Thursday, March 16, 2000

By GEORGE FOSTER Mail Author
SEATTLE POST-INTELLIGENCER REPORTER

The clock is running out on negotiations between the University of Washington and Sound Transit over sending light rail trains rumbling 200 feet under the campus.

The Federal Transit Administration wants at least tentative agreement by April 1 before entering into a long-standing funding arrangement with the transit agency.

Of the Link light rail system's $1.92 billion estimated cost (in 1995 dollars), Sound Transit is hoping for more than $700 million in federal aid.

Still unresolved are issues over how to move millions of cubic yards of dirt from tunnel construction out of the U District and the location of the entrance to the underground station.

Talks continued yesterday, with tentative agreement reached on one compensation issue. The transit agency would pay UW for impacts from station construction at Northeast 45th Street on development of a new law school complex next to it, transit executive director Bob White said.

Tunnel construction is due to begin a year from now, with the 21-mile line from SeaTac to the U District to be ready for passengers by 2006.
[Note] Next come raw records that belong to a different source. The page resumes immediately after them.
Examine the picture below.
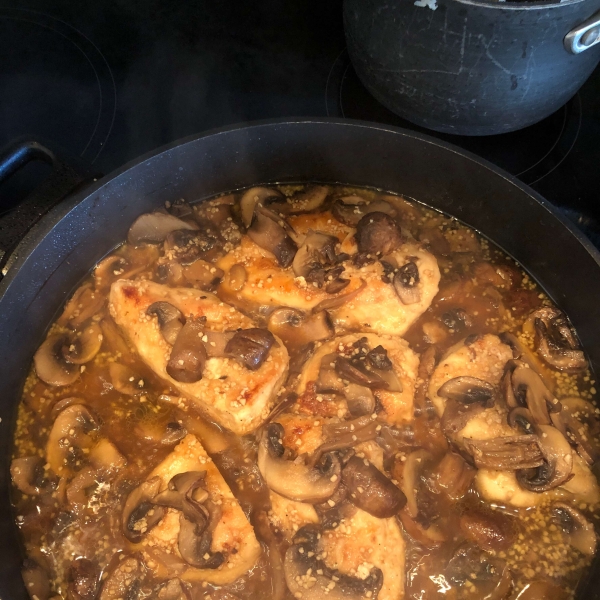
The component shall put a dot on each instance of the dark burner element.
(530, 154)
(55, 83)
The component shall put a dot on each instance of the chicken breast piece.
(485, 359)
(397, 406)
(228, 393)
(287, 516)
(233, 534)
(362, 542)
(377, 308)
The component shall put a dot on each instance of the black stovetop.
(110, 80)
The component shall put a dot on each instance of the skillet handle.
(64, 179)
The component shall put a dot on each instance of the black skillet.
(71, 238)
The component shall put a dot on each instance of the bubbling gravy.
(312, 392)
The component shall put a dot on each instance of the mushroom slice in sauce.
(506, 453)
(296, 328)
(318, 249)
(580, 531)
(83, 347)
(527, 384)
(555, 341)
(153, 228)
(557, 466)
(29, 476)
(125, 380)
(370, 490)
(467, 390)
(195, 540)
(406, 283)
(250, 346)
(124, 580)
(50, 364)
(186, 492)
(293, 479)
(271, 236)
(378, 234)
(309, 577)
(69, 437)
(140, 514)
(188, 355)
(254, 197)
(170, 319)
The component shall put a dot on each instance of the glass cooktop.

Today, a UW Board of Regents committee will review a proposed memorandum of understanding from the transit agency. White described it as the result of "working together through some very difficult negotiations."

It also points out differences between the transit agency and UW. Those include:

  • Compensation for land required for entrances to underground stations at Northeast 45th Street and at Pacific Avenue Northeast, both along 15th Avenue Northeast.

  • Additional protection for university laboratories against vibration from tunnel construction and trains. So far, Sound Transit has agreed to put in 2,800 linear feet of padding under its track to reduce vibrations.

    Bridgett Chandler, UW's assistant vice president for regional affairs, stressed the value of the university's research laboratories. Research grants, she said, "bring in over $700 million annually into the regional economy."

  • Whether to build a Pacific Street station entrance where UW plans to expand the architecture school's Gould Hall, or next door on property of a Church of Jesus Christ of Latter-day Saints conference center. A Gould Hall station entrance would cost Sound Transit $2.4 million in added costs, the university says, while the church has resisted use of its land.

  • Building a conveyor system from the Pacific Street vertical shaft for the tunnel to Union Bay for carrying dirt to barges. UW wants the conveyor underground or a shaft dug closer to the water and away from the main campus.

    Chandler said one of the biggest issues is whether the Link line terminates below the relatively quiet corner of Northeast 45th Street and 15th Avenue Northeast.

    The university doesn't want traffic congestion and parking problems associated with a transit terminus. However, White says university officials have overstated the inconvenience.

    However, UW is not alone in its fears. U District business owners have voiced similar concerns.

    "We hope it is not too far off that the extension to Northgate can be completed," said Fred Hart, owner of La Tienda, a shop on University Way Northeast. "That would make the system much more workable for this area."

    Sound Transit officials have tried to allay concerns by saying they, too, want the line to continue to Northgate, possibly by 2008, and are seeking the money for that.

    Meanwhile, Hart says he and others along University Way "are looking to certain negative construction impacts. We're trying to be realistic about it.

    "Hopefully," he added, "it won't be damaging of the area, and when it is completed it will help rejuvenate area.